Un dragon blanc transportant plusieurs personnes arriva aux côtés de la flotte du clan Qing, marchant près du vaisseau amiral.
À travers la vitre, Kamishiro Sora cria avec colère : « Kamishiro Unra, espèce d'ordure ! Tu nous as encore abandonnés et tu as agi seul ! Toi… »
Quand elle vit Shindai Yunluo la regarder les yeux fermés, avec les deux traces de larmes de sang séché encore sur ses joues.
Kamishiro Sora était sans voix.
Ce jeune homme noble du nord devint invalide.
La petite fille qui avait l'habitude de le suivre dans les rues et les ruelles sentit quelque chose de coincé dans sa gorge.
Comme s'il devinait les pensées de Kongyu, Kamishiro Yunra sourit et le réconforta : « Tout va bien, chaque shikigami est mes yeux. »
Kamishiro Sora ne pouvait pas entendre ce qu'il disait, mais elle ressentit une pointe de tristesse dans son cœur.
La flotte Qing avançait à toute vitesse, mais les robots de guerre qui la poursuivaient se rapprochaient inexorablement. Les dirigeables, déjà lents à l'accélération, ne pouvaient plus qu'assister, impuissants, à la réduction de la distance qui les séparait.
Hyakume-ki s'était déjà transformé en un trait de lumière et avait regagné le Pont Divin pour récupérer ; ils n'avaient plus aucun moyen de l'arrêter.
Dans la cale du navire, l'adjudant déclara : « Monsieur, laissez l'avant-garde les intercepter et leur gagner du temps, puis nous nous retirerons ! »
Qingkun le regarda : « Mon fils est toujours au col de Jianmen.
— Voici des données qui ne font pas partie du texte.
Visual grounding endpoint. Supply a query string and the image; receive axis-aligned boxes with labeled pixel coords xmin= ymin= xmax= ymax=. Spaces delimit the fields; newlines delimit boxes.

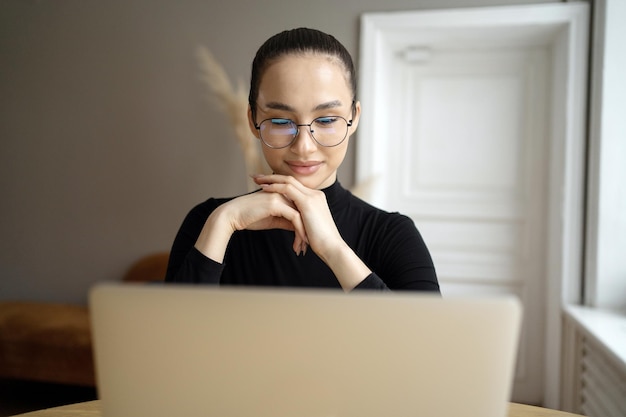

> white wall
xmin=585 ymin=0 xmax=626 ymax=312
xmin=0 ymin=0 xmax=551 ymax=302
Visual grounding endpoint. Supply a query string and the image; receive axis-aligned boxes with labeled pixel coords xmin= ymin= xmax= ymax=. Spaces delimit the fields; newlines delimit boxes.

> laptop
xmin=89 ymin=283 xmax=521 ymax=417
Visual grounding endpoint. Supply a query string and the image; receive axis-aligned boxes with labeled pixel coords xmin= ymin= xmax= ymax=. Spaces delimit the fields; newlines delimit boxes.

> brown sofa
xmin=0 ymin=253 xmax=168 ymax=386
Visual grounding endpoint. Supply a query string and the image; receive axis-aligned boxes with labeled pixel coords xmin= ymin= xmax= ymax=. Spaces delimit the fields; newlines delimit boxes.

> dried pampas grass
xmin=196 ymin=46 xmax=270 ymax=191
xmin=196 ymin=46 xmax=375 ymax=200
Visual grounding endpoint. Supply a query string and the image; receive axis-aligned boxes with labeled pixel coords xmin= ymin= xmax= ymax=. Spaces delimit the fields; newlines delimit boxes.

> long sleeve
xmin=166 ymin=183 xmax=439 ymax=292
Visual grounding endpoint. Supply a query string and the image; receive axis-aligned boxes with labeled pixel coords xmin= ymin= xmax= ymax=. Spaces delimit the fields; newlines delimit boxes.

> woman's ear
xmin=248 ymin=105 xmax=260 ymax=139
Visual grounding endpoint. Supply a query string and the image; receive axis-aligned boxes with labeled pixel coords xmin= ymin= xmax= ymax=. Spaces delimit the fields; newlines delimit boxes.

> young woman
xmin=166 ymin=28 xmax=439 ymax=292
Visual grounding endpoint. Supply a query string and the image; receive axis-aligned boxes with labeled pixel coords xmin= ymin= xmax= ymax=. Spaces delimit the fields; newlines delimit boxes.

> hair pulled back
xmin=248 ymin=28 xmax=357 ymax=115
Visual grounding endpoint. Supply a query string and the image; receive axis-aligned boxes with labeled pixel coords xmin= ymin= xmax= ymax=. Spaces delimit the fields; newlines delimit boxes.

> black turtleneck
xmin=165 ymin=181 xmax=439 ymax=292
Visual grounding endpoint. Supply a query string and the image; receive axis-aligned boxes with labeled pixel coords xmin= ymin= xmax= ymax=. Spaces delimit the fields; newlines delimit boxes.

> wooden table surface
xmin=12 ymin=401 xmax=579 ymax=417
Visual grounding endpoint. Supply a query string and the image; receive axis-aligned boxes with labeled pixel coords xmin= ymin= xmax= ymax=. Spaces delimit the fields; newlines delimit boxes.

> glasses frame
xmin=254 ymin=100 xmax=355 ymax=149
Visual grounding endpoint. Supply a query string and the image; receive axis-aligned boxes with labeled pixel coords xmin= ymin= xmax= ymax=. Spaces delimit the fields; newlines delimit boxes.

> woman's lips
xmin=287 ymin=161 xmax=322 ymax=175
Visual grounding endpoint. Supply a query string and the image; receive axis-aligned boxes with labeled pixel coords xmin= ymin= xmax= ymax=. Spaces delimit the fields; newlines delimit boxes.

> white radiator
xmin=562 ymin=307 xmax=626 ymax=417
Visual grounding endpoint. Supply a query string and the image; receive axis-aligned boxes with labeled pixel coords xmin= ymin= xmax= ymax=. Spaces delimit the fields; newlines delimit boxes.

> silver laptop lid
xmin=90 ymin=284 xmax=521 ymax=417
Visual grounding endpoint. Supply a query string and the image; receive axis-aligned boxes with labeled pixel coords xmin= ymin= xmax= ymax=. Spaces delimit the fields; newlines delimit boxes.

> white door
xmin=357 ymin=5 xmax=584 ymax=404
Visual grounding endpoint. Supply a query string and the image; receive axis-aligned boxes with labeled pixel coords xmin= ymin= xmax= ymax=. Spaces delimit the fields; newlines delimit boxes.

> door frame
xmin=356 ymin=2 xmax=589 ymax=408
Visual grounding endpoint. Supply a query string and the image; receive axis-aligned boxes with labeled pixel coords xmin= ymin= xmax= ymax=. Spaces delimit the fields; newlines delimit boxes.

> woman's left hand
xmin=252 ymin=174 xmax=345 ymax=262
xmin=253 ymin=175 xmax=372 ymax=291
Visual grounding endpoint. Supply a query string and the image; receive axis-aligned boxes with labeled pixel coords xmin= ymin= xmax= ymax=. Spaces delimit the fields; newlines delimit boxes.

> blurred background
xmin=0 ymin=0 xmax=549 ymax=303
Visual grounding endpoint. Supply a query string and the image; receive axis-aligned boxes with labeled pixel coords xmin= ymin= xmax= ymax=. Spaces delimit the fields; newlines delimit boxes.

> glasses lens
xmin=311 ymin=116 xmax=348 ymax=146
xmin=260 ymin=119 xmax=298 ymax=148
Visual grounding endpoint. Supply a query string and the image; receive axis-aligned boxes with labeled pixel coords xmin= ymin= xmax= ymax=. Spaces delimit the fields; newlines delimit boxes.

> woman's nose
xmin=291 ymin=125 xmax=317 ymax=155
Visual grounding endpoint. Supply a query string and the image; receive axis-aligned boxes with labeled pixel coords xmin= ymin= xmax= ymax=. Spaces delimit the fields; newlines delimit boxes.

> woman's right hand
xmin=195 ymin=192 xmax=308 ymax=263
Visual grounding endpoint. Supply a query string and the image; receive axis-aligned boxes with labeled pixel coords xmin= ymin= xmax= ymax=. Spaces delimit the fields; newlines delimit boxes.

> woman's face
xmin=248 ymin=54 xmax=361 ymax=189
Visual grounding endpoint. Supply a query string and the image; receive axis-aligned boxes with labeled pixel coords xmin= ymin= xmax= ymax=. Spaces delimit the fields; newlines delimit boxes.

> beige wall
xmin=0 ymin=0 xmax=549 ymax=302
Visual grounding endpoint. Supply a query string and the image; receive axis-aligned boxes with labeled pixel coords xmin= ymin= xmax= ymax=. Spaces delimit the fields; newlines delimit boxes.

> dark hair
xmin=248 ymin=28 xmax=357 ymax=115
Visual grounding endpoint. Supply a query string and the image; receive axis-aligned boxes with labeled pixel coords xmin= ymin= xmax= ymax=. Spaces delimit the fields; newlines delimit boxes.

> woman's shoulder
xmin=350 ymin=194 xmax=413 ymax=225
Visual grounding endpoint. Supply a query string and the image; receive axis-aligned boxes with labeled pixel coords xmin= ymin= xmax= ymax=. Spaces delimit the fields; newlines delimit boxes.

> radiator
xmin=562 ymin=308 xmax=626 ymax=417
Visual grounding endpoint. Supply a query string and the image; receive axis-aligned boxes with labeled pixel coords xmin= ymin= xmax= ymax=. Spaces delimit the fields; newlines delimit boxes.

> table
xmin=16 ymin=400 xmax=579 ymax=417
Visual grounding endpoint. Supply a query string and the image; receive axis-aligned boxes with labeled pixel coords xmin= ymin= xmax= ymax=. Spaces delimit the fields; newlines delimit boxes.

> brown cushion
xmin=0 ymin=302 xmax=95 ymax=386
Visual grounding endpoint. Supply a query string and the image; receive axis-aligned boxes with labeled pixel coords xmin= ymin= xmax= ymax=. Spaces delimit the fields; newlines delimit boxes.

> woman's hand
xmin=195 ymin=187 xmax=307 ymax=263
xmin=253 ymin=175 xmax=345 ymax=260
xmin=253 ymin=175 xmax=372 ymax=291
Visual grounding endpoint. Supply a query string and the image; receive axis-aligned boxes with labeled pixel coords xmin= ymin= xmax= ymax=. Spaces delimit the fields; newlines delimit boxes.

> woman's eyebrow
xmin=265 ymin=101 xmax=296 ymax=113
xmin=264 ymin=100 xmax=342 ymax=113
xmin=313 ymin=100 xmax=342 ymax=111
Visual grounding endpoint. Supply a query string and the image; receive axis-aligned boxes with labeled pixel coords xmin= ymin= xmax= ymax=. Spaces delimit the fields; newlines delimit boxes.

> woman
xmin=166 ymin=28 xmax=439 ymax=292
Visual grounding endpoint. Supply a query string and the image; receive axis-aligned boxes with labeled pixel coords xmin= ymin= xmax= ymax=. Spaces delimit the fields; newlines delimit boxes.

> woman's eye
xmin=272 ymin=119 xmax=293 ymax=126
xmin=315 ymin=117 xmax=337 ymax=126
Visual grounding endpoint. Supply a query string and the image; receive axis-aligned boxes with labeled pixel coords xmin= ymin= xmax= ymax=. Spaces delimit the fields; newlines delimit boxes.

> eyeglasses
xmin=254 ymin=116 xmax=352 ymax=149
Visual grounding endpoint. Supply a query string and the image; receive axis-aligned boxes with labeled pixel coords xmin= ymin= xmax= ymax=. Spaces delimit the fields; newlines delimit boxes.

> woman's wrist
xmin=320 ymin=242 xmax=372 ymax=291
Que va-t-il lui arriver si nous battons en retraite ? »
De l'avis de Qingkun, lorsque la situation devient vraiment critique, on peut ignorer tout le monde, mais qu'en est-il de Qingyi ? Il savait qu'il pourrait battre en retraite, mais tant que la réunion parents-professeurs n'aurait pas franchi avec succès le col de Jianmen, Qingyi ne reculerait certainement pas.
« Envoyez le message au col de Jianmen et dites-leur que le continent occidental a sorti son atout maître pour les opérations militaires de routine, et demandez-leur d'aider l'association des parents à évacuer au plus vite », a déclaré Qingkun.
L'adjudant a demandé : « Et nous alors ? »
« Et alors si je meurs ici ? Que puis-je faire d'autre ? » Qingkun était assis nonchalamment sur le siège du commandant et alluma même un cigare.
Sur le dragon blanc, tous virent que la flotte du clan Qing changea soudainement de direction, faisant face à l'essaim lointain de robots de guerre.
Pas un seul navire n'a pu s'échapper ; ils sont tous restés ici, parfaitement intacts.
Personne n'a prononcé de grandes déclarations ; c'étaient simplement leurs mouvements synchronisés qui étaient impressionnants.
Lin Xiaoxiao a dit : « Pourquoi ne resterions-nous pas nous aussi ? »
Wang Xiaojiu a remis en place sa queue de cheval et a noué les mèches rebelles : « L'atmosphère est déjà si tendue, ce ne serait pas approprié de s'enfuir maintenant ! Même si cette décision est stupide, il est normal de faire des bêtises de temps en temps quand on traîne avec une bande de crétins comme toi. »
Lin Xiaoxiao : « Il n'est pas nécessaire de nous rabaisser… »
Wang Xiaojiu se dressa sur le dos du Dragon Azur, pointant sa longue épée vers le robot de guerre, l'épée dans sa main flottant au vent comme un drapeau militaire.
...
...
Luo Wanya entraînait Muto Taka et Takahashi Ryosuke dans leur fuite effrénée. Alors qu'il sentait ses forces l'abandonner, il leva les yeux et aperçut la flotte du clan Qing au-dessus de lui, ainsi que des robots de guerre au loin.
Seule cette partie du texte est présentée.